Dr Browning, who enjoys cooking, the performing arts, cinema and theatre in his spare time, has served in the Church in several capacities in St Andrews and Edinburgh Presbyteries and also at a national level.

He is currently the convener of the General Assembly’s Business Committee, which also has responsibility for the Heart and Soul event.

Dr Browning, who has contributed to BBC Radio Two’s ‘Pause for Thought’ programme, said: “The theme for Heart and Soul 2017 is ‘Word of Life’ and this rich and layered theme speaks to me about many things but ‘inclusion’ is one of those words of life.

“The issue of social inclusion is a key one in society and the church”.

Dr Browning, a former pupil of North Berwick High School, said he believes social inclusion is clearly a “gospel issue” and hopes to use his time as Moderator to highlight ongoing work carried out by churches that support people on the margins of society.

“People find themselves excluded for all sorts of reasons and the Church must play a role in bridging the gaps between individuals, communities and nations,” he added.

“The Church has much to offer, and has much to learn.”

“Jesus was often found not only at the heart and centre of things but also on the fringes and the margins and that is where the Church must be.”
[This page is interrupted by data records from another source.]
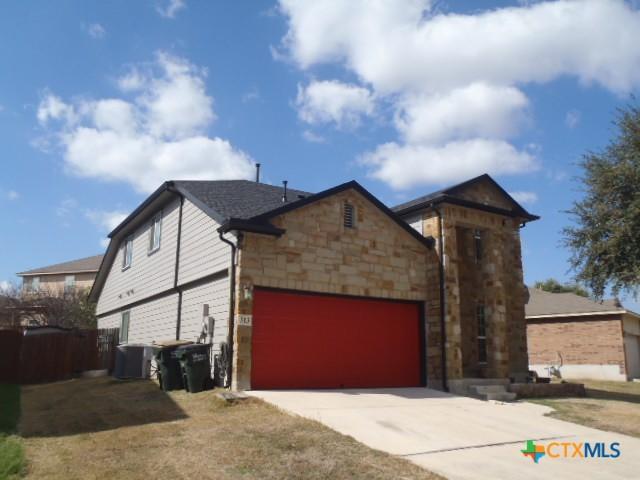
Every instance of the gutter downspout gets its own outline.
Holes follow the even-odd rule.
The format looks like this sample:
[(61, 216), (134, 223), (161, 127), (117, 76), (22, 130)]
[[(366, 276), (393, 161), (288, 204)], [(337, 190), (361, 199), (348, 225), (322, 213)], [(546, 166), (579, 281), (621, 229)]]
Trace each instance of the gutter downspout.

Dr Browning said the Church must recognise that society is changing and must respond accordingly.

“The challenge facing the Church is bound up to going to where there is vulnerability and need and offering welcome, hope and acceptance,” he added.

“I believe in a ministry of presence and chaplaincies in hospitals and the armed forces, universities and schools, work-place chaplaincies and chaplaincies to groups on the fringes of society, take the work of the Church outwards to where people are.”